一三五 過關

一三五 過關

平流層飛機試飛包括戰鬥機和戰略轟炸機,由葉皖、李非在內的四個機組緊密配合長飛公司的飛機設計團隊,完成了數不清試驗。試飛不僅獲得了巨大的成功,而且這兩種平流層飛機也已經定型,長飛公司一邊進行量產準備,一邊將報告擺上了國務院和中央軍.委主席的案頭,批准后將立即進行量產。

陸海空三軍都在期待着新型飛機,全國人民一片歡欣鼓舞,形勢一片大好。

不過試飛員們卻身心交瘁,在整整兩年的時間,他們幾乎與世隔絕,一次又一次的駕駛着造價昂貴的飛機飛上40千米,甚至更高的高度,除了體力消耗巨大之外,神經長期處於緊綁狀態。試飛任務基本結束,也讓周敏下定決心給試飛員們放假。

川流不息的北京國際機場,一個年青、豐腴的女人抱着一個小女孩,急切地望着旅客進入通道,不時還掃一眼佔滿整面牆的液顯信息屏。

小女孩兒扎着兩隻衝天辨,穿着洋氣而又可愛的蛤蟆衣,兩條圓滾滾的腿不停地晃着。剛剛學會走路的孩子癮大,她掙扎着下了地,牽着媽媽的手,東扭西歪地轉了兩個圈,蹲在地面,好奇地觀察着地磚上細膩華麗的花紋。

突然那些花紋被一雙大腳佔領,那是一雙刷得閃亮的黑色軍用皮鞋。女孩兒撅着小嘴兒,剛一抬頭,就被一雙大手抱了起來,騰雲駕霧一般的飛上了一個陌生的男人的肩膀。

人來人往的機場大廳,李非和余青青靜靜地駐立相望。

“老婆,我回來了!”李非張開雙臂,將母女兩人一起摟在懷裏。

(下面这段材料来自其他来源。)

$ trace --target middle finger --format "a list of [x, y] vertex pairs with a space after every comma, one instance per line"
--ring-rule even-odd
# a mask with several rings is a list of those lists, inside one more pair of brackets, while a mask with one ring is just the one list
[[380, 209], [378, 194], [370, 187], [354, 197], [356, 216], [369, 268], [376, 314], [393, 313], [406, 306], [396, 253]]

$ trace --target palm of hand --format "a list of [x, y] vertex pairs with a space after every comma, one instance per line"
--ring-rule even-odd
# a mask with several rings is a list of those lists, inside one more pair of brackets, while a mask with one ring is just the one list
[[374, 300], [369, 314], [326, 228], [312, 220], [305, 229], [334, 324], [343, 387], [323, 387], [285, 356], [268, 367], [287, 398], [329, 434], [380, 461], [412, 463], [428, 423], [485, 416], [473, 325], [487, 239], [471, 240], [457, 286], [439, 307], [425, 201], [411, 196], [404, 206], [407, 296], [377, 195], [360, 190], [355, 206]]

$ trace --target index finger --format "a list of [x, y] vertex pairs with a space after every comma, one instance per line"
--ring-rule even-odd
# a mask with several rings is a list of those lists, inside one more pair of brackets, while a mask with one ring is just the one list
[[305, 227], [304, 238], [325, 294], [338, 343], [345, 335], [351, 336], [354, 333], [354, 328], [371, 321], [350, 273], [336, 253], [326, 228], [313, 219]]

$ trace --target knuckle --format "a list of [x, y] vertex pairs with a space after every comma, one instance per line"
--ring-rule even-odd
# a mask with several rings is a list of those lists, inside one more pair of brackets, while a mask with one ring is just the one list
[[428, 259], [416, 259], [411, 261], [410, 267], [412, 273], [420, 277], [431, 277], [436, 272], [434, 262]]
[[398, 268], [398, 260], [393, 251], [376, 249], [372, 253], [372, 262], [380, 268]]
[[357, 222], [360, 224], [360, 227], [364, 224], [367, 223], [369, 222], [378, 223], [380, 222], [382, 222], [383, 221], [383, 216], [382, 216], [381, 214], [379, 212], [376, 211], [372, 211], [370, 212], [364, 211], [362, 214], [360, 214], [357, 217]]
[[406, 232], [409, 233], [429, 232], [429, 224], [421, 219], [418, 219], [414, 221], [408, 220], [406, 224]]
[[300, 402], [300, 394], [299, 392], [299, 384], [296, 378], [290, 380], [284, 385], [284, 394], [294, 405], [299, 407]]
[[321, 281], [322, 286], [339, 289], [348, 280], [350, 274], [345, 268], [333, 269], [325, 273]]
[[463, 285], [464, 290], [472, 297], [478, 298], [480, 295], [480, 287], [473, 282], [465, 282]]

余青青嗚嗚地哭着,淚水肆意地流淌,緊緊摟着心愛的男人,把近兩年的思念一股腦兒融化在淚水中。

“媽媽,媽媽,他是誰啊?”小女孩怯生生地望着這個粗魯又神氣的男人,羨慕地偷看着閃閃發亮的肩章。

“他是爸爸,小原,喊爸爸!”余青青抹着淚,眸子晶晶亮。

“爸爸?”李原遲疑地喊了一聲,她立刻聽到了響亮的回應:“噯,寶貝!”然後臉蛋兒又被重重和親了一口。

余青青比兩年前略微豐滿了一些,原先有點妖魅的狐型臉也圓潤起來,周身散發著成熟的女人味。李非抱着女兒,余青青心滿意足地挽着男人,兩人相依相偎着往外走。

“其他人沒來么?”李非掃了四周一眼,才想到接機的人不應該只有自己老婆孩子。

“嗯,他們來了,都在外面呢。”余青青低聲道:“爸媽和我媽,說是先讓我帶小原來接你。他們等在廣場。”

哦,原來是這樣!李非點點頭,對父母和岳母的安排感到很滿意。

“呃,你剛剛叫我爸媽什麼?”

余青青咬着唇,狠狠地瞪了李非一眼,纖細的手指在他的肘彎里捏住了一塊肉。

“哈哈,哈哈!老婆,咱們先回家,明天就去領證。”

與李非的志滿得意相比,葉皖的情況則並不太妙。雖然四個女孩飛到長沙市區親自迎接,並且讓他享受了整整24小時的帝王生活。但是該來的總要來,該還的總要還。

――――――

武光輝周日上午一大早就出去開會,等他回到家裏,坐在沙發上看電視時,總覺得似乎家裏的樣子有點不對。

站起來轉了幾圈,武光輝皺了眉頭:“玉琦,客廳怎麼回事?”

“沒什麼啊!”常玉琦從女兒屋裏鑽出來,神情自若地回答。

“那煙灰缸呢?還有那邊博古架上的花瓶呢?”武光輝越想越覺得有點不對勁:“還有這邊掛的劍呢?”

“哦,太髒了,我拿去找人清洗了。”常玉琦迎上來,幫助他脫外衣,順手把他的佩槍摘下,一起抱到書房。

“清洗?胡鬧,那是一把古劍,你不懂保養方法、不知道值多少錢就敢送到外麵店裏去?”

“哎呀,沒事啦,那家店老闆我熟,不會沒有的。”常玉琦眼睛瞟着書房的門縫,悄悄地把手槍子彈全部下光,放進口袋,又把手槍藏進書櫃後面的一大排書中。

“就算不會丟,那弄壞了怎麼辦?趕緊去拿回來!”武光輝一屁股坐到沙發上,問道:“眉眉回來了?她去長沙幹什麼?”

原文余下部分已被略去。